The biggest concern with the commission’s stress on carbon credits is the narrow focus on counting how much carbon gets sequestered. Organic matter is the fuel of soil life, which in turn delivers crucial ecosystem services: plant nutrition and protection, water regulation and purification, climate regulation and nutrient cycling.
But soil carbon does not tell the whole story about the health of soil. Its structure, concentrations of contaminants and the abundance and diversity of soil life are other crucial parameters. If the EU sets up a whole incentive scheme focused solely on the amount of carbon in soil, things could go very wrong.
First, we could see significant trade-offs on biodiversity, soil health or other environmental dimensions. A frequently mentioned approach to carbon sequestration is no-till and cover crops. It’s easy to apply in intensive farming but often farmers adopting no-till end up substituting the plough with herbicides to kill off the cover crop before the new growing season. Will carbon farming lead to an explosion in glyphosate use?
Biochar (coal-like pyrolysed biomass) is another techno-fix promoted by some. But serious concerns remain around possible contamination of soils with carcinogenic compounds. Unless carbon farming is strongly framed around holistic approaches with strict safeguards, and other quantitative and qualitative indicators—such as soil health or agrobiodiversity—it could do more harm than good for the environment.
Secondly, there could also be negative socio-economic impacts. Those farmers who will benefit most are those with large farms who have depleted their soils of carbon through decades of intensive farming. Small farmers and those already caring for their soils will struggle to secure access to finance.

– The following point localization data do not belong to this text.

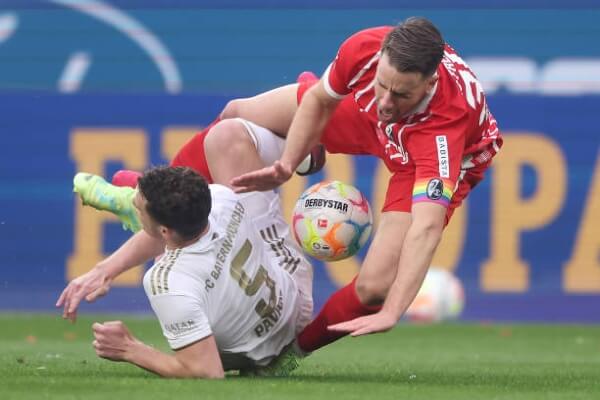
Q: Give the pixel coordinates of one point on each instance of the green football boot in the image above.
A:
(283, 365)
(96, 192)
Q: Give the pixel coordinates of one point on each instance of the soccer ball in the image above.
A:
(441, 298)
(332, 220)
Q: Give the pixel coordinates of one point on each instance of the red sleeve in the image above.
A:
(356, 53)
(437, 151)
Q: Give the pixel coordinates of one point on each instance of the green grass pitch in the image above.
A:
(44, 357)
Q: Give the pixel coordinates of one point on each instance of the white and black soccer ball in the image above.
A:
(332, 220)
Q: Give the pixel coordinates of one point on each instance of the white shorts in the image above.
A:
(268, 145)
(256, 203)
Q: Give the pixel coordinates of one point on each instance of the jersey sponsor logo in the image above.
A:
(443, 159)
(333, 204)
(180, 328)
(435, 189)
(230, 234)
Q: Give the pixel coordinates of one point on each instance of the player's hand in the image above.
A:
(267, 178)
(379, 322)
(113, 341)
(91, 285)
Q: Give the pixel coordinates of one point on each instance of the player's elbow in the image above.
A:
(201, 372)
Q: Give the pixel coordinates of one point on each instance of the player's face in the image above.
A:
(398, 93)
(148, 224)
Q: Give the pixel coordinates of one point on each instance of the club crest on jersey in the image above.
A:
(435, 189)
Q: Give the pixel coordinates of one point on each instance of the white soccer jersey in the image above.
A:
(235, 283)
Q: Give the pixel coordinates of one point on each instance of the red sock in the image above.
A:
(124, 177)
(343, 305)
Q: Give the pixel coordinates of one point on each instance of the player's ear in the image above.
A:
(431, 81)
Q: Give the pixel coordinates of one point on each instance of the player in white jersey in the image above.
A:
(232, 288)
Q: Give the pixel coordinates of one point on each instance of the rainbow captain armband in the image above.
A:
(433, 190)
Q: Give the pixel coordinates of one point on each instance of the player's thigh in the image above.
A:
(380, 266)
(349, 131)
(273, 110)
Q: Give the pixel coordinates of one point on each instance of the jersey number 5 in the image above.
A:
(251, 285)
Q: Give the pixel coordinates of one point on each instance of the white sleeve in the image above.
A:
(181, 318)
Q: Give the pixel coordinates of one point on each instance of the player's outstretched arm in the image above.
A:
(304, 134)
(418, 248)
(113, 341)
(95, 283)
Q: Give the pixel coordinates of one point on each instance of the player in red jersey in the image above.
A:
(401, 94)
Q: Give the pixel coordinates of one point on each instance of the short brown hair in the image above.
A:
(178, 198)
(414, 45)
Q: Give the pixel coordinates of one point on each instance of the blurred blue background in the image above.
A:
(102, 85)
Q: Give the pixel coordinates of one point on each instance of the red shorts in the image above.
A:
(348, 133)
(192, 153)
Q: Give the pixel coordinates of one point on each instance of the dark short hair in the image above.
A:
(178, 198)
(414, 45)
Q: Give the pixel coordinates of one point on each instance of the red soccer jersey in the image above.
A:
(448, 133)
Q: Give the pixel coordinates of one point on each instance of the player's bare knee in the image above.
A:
(370, 293)
(232, 109)
(228, 138)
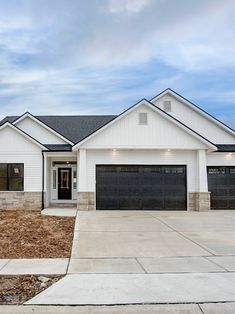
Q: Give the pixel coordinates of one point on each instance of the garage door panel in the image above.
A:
(141, 187)
(221, 184)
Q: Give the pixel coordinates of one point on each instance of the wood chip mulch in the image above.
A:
(19, 289)
(28, 234)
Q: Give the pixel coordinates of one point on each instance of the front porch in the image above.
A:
(60, 179)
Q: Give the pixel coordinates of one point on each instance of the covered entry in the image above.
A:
(221, 184)
(136, 187)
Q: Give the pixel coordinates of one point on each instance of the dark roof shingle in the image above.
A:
(74, 128)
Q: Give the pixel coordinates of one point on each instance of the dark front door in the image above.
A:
(141, 187)
(64, 184)
(221, 184)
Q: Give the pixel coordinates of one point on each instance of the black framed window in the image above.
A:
(11, 177)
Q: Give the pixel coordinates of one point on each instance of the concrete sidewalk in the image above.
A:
(209, 308)
(42, 266)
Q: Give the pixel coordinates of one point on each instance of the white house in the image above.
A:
(163, 154)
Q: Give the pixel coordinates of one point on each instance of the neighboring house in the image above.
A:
(163, 154)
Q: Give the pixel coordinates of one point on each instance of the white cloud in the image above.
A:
(77, 54)
(127, 6)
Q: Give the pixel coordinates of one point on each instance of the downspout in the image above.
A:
(43, 180)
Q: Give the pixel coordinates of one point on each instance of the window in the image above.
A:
(11, 177)
(167, 105)
(74, 179)
(143, 118)
(54, 179)
(217, 170)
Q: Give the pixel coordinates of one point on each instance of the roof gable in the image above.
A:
(162, 131)
(195, 117)
(40, 130)
(22, 137)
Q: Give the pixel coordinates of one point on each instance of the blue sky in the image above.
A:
(102, 56)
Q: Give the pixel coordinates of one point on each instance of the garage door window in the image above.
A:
(221, 184)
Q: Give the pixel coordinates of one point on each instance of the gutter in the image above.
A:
(43, 179)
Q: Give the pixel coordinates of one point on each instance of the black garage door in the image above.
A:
(140, 187)
(221, 184)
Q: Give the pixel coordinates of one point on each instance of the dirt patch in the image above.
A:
(32, 235)
(19, 289)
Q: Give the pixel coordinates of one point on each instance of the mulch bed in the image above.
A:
(28, 234)
(19, 289)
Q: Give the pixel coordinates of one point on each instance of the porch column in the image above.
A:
(46, 174)
(202, 196)
(202, 171)
(85, 199)
(81, 162)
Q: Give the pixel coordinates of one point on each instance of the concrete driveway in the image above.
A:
(129, 257)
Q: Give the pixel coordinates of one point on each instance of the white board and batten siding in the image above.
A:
(195, 120)
(39, 132)
(18, 149)
(158, 133)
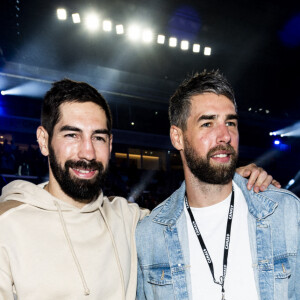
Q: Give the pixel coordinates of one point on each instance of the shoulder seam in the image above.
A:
(9, 204)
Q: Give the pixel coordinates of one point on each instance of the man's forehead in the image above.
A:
(82, 114)
(211, 102)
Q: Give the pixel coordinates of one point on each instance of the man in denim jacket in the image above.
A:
(213, 238)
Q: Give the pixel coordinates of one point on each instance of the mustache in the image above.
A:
(92, 165)
(228, 148)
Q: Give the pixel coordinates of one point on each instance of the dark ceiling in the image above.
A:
(256, 44)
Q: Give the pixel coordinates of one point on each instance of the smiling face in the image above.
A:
(79, 152)
(210, 142)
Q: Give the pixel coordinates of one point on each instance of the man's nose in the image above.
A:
(87, 150)
(223, 134)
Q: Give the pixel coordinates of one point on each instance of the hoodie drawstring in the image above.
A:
(85, 287)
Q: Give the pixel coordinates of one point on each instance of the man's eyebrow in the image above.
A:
(70, 128)
(76, 129)
(101, 131)
(207, 117)
(232, 117)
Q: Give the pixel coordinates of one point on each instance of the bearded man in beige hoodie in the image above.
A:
(64, 239)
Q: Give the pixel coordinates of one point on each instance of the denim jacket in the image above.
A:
(274, 233)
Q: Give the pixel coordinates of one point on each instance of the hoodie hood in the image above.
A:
(37, 196)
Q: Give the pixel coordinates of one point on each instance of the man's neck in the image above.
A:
(202, 194)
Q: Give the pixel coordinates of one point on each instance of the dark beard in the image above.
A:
(81, 190)
(204, 171)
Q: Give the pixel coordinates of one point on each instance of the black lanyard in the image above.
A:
(226, 246)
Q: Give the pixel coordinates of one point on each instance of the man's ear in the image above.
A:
(176, 136)
(42, 139)
(110, 144)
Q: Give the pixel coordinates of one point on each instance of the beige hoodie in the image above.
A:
(50, 249)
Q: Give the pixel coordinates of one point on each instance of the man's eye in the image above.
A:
(231, 124)
(71, 135)
(99, 138)
(206, 125)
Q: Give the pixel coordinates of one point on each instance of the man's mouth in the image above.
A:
(221, 156)
(84, 173)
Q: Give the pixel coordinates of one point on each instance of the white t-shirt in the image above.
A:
(212, 222)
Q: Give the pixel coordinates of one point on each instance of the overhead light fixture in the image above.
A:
(161, 39)
(107, 25)
(61, 14)
(76, 18)
(119, 29)
(184, 45)
(196, 48)
(92, 22)
(147, 36)
(207, 51)
(172, 42)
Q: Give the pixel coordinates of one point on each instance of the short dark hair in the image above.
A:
(65, 91)
(205, 82)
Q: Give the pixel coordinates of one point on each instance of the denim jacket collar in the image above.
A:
(259, 205)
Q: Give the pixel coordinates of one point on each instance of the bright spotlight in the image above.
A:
(134, 32)
(76, 18)
(147, 36)
(119, 29)
(61, 14)
(196, 48)
(276, 142)
(207, 51)
(161, 39)
(92, 22)
(184, 45)
(172, 42)
(107, 25)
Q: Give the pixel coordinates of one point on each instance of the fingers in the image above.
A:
(258, 179)
(276, 183)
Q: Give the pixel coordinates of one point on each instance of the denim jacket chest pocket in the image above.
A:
(158, 274)
(282, 268)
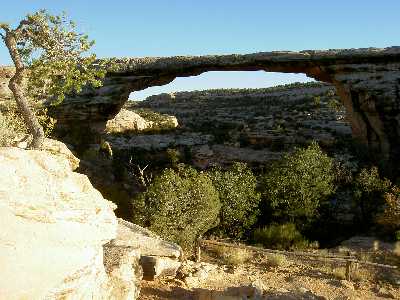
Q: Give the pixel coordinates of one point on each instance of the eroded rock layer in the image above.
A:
(367, 80)
(54, 225)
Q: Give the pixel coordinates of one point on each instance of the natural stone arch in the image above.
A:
(367, 81)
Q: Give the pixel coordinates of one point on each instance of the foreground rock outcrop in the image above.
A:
(367, 81)
(54, 225)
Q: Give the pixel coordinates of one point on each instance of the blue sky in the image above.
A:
(189, 27)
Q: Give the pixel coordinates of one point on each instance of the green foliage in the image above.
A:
(296, 185)
(48, 123)
(237, 192)
(369, 191)
(11, 124)
(284, 236)
(389, 219)
(179, 205)
(54, 53)
(174, 156)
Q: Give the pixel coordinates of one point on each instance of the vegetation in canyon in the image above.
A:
(47, 53)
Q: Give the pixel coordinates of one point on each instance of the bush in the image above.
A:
(295, 186)
(389, 219)
(239, 199)
(179, 205)
(285, 236)
(369, 193)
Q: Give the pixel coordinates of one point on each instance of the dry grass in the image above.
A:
(276, 260)
(233, 256)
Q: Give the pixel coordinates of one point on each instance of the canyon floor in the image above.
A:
(294, 281)
(293, 278)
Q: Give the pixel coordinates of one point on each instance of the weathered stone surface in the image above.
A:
(367, 81)
(54, 225)
(132, 235)
(127, 120)
(156, 266)
(158, 258)
(123, 270)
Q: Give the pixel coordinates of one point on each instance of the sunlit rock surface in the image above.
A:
(54, 225)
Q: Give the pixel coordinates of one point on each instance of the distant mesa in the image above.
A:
(367, 81)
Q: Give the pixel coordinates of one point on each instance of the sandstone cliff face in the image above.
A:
(367, 81)
(54, 225)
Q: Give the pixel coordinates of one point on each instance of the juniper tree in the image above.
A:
(48, 55)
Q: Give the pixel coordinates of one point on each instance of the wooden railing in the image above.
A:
(351, 261)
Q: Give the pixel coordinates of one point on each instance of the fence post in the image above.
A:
(198, 250)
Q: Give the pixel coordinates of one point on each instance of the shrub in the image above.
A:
(239, 199)
(284, 236)
(369, 192)
(296, 185)
(179, 205)
(389, 219)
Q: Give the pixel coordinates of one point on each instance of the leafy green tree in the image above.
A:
(48, 57)
(178, 205)
(295, 186)
(389, 219)
(239, 199)
(369, 193)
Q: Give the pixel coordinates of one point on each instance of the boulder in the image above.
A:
(54, 225)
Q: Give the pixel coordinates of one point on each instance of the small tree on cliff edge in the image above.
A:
(46, 52)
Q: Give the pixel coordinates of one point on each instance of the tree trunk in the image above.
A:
(16, 86)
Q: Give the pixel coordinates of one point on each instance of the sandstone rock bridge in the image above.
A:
(367, 81)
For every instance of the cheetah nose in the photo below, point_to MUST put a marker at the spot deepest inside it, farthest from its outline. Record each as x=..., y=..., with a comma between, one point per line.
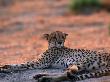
x=59, y=42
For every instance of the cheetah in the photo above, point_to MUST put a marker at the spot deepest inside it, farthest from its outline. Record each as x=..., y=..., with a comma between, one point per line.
x=79, y=64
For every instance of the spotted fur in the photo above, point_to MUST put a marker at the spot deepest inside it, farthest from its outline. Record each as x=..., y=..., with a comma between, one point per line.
x=80, y=63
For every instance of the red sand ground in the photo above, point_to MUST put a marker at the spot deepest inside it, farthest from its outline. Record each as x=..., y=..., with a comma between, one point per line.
x=23, y=23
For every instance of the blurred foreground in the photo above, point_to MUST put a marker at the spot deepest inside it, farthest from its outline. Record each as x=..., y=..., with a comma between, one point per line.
x=23, y=22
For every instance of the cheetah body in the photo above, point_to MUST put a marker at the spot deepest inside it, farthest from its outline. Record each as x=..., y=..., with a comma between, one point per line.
x=59, y=56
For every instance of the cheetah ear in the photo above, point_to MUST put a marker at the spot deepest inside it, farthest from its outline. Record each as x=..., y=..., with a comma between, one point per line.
x=65, y=34
x=45, y=36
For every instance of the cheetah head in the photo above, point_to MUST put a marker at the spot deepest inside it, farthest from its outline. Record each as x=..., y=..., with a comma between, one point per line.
x=55, y=39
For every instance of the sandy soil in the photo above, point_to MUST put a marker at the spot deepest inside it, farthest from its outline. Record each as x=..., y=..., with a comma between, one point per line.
x=23, y=23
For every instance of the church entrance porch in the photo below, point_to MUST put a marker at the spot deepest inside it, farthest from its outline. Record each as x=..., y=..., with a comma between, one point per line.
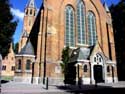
x=98, y=73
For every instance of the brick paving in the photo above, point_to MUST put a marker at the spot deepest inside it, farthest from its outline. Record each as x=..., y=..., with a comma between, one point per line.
x=22, y=88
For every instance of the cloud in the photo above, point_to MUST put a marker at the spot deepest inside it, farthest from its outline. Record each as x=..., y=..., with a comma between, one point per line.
x=17, y=13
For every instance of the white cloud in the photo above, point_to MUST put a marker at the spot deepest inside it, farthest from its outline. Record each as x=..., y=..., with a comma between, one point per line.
x=17, y=13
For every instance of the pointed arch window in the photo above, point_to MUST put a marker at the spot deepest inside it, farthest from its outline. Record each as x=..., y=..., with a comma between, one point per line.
x=85, y=68
x=92, y=37
x=81, y=32
x=69, y=27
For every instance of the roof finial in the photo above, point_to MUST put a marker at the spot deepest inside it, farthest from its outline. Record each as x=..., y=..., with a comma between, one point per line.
x=106, y=7
x=31, y=3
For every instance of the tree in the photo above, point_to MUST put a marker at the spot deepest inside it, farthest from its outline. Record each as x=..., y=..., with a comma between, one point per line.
x=118, y=17
x=68, y=68
x=7, y=27
x=15, y=47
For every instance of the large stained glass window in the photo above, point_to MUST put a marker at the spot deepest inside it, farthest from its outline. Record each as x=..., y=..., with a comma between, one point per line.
x=81, y=31
x=69, y=27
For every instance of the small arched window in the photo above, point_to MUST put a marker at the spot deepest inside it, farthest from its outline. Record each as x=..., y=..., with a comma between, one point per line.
x=108, y=68
x=19, y=64
x=85, y=68
x=69, y=27
x=28, y=65
x=92, y=36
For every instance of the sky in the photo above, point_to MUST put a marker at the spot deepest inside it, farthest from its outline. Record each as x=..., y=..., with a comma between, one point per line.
x=17, y=9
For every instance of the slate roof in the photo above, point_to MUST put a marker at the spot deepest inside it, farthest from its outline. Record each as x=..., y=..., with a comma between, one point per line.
x=82, y=53
x=27, y=49
x=31, y=4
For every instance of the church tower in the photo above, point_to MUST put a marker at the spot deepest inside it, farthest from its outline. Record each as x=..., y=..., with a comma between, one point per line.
x=28, y=21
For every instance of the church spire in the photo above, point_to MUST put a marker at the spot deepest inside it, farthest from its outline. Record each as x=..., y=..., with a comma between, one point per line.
x=31, y=4
x=106, y=7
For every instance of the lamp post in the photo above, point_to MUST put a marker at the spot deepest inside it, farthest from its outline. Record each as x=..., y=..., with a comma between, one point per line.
x=44, y=73
x=0, y=70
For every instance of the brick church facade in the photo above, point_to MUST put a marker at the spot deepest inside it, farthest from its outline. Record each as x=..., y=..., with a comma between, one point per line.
x=85, y=26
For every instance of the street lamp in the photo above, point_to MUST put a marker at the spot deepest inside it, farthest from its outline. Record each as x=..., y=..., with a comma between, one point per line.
x=0, y=70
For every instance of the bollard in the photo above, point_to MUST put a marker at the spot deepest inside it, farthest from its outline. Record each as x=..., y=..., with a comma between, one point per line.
x=47, y=83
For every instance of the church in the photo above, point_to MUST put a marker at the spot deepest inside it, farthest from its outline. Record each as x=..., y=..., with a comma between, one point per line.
x=85, y=26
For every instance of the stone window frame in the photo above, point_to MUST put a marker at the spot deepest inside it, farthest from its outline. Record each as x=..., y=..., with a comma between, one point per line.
x=69, y=26
x=81, y=28
x=92, y=32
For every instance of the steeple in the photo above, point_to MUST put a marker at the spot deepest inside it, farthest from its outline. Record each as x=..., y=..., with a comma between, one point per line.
x=106, y=7
x=31, y=4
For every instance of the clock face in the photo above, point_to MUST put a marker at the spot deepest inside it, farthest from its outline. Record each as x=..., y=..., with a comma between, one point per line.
x=98, y=59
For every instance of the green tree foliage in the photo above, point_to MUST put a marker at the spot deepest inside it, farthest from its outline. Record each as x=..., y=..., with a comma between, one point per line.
x=7, y=27
x=15, y=47
x=118, y=18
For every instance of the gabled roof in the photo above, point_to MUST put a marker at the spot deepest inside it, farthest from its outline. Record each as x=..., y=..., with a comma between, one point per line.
x=82, y=53
x=27, y=49
x=31, y=4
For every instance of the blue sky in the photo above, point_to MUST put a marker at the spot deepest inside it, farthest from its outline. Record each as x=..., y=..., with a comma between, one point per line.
x=17, y=9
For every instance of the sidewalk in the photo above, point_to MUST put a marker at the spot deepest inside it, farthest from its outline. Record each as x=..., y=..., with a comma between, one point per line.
x=22, y=88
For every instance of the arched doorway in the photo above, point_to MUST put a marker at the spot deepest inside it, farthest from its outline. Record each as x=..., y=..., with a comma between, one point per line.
x=98, y=73
x=98, y=68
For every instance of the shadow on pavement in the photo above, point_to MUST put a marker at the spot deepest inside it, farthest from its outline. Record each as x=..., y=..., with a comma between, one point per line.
x=91, y=89
x=4, y=81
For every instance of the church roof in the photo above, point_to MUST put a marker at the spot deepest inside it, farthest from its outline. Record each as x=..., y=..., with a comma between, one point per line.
x=31, y=4
x=27, y=49
x=80, y=54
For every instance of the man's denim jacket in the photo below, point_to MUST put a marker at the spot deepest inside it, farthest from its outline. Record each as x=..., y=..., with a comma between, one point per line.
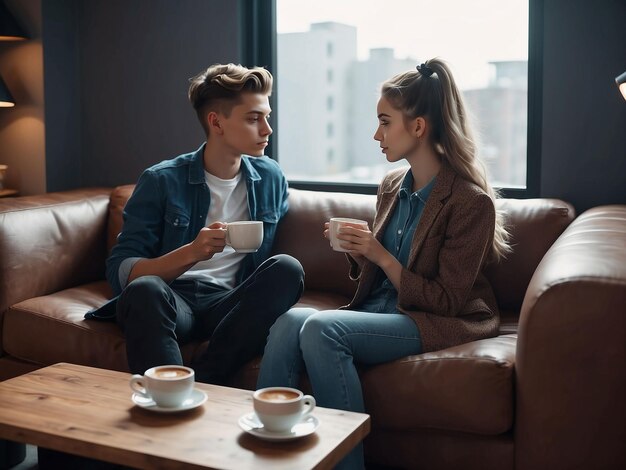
x=170, y=204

This could worsen the already-skewed distribution of CAP funding driving many smaller farmers out of business. It could also drive up land prices, exacerbating the concentration of ownership and barriers to access for young and new farmers, again already evident as a consequence of CAP subsidies.
Thirdly, will this deliver genuine climate benefits? Soils don’t only sequester carbon: they are constantly cycling carbon and nitrogen and releasing gases from this process, including GHGs such as CO2 and nitrous oxide. Significant emissions are also linked to the manufacture of fertilisers and pesticides and machinery use. Focusing on counting soil carbon could thus miss a big part of the GHG balance sheet. Soil carbon might increase at the cost of increased emissions of N2O from soils or CO2 from increased machinery or input use.
What’s more, soil carbon exists in different forms and measuring it is extremely complex. Scientists have warned that existing models lack accuracy, so even just counting carbon will be highly challenging.
The polluter purchases
Finally, carbon markets rely on polluters purchasing carbon offsets. The availability of cheap offsets would however disincentivise prior emissions reductions. And soil carbon sequestration is not permanent, so the climate-mitigation benefits could be very short-lived, while the emissions offset would remain in the atmosphere for hundreds of years.
Even if these issues are properly addressed by the commission’s framework for the certification of carbon removals, it remains questionable whether polluters should be allowed to buy the right to claim ‘climate neutrality’. This could send confusing signals to consumers, slowing the shift to more sustainable lifestyles.
For all these reasons, non-governmental organisations and organic farmers wrote to the commission on December 3rd, calling for the EU’s carbon-farming initiative to drive a just, holistic and ambitious agenda for ecosystem restoration, climate mitigation and adaptation in European agriculture—not reliant on carbon markets. The indications are that this is not however what the commission intends, which would be a great shame.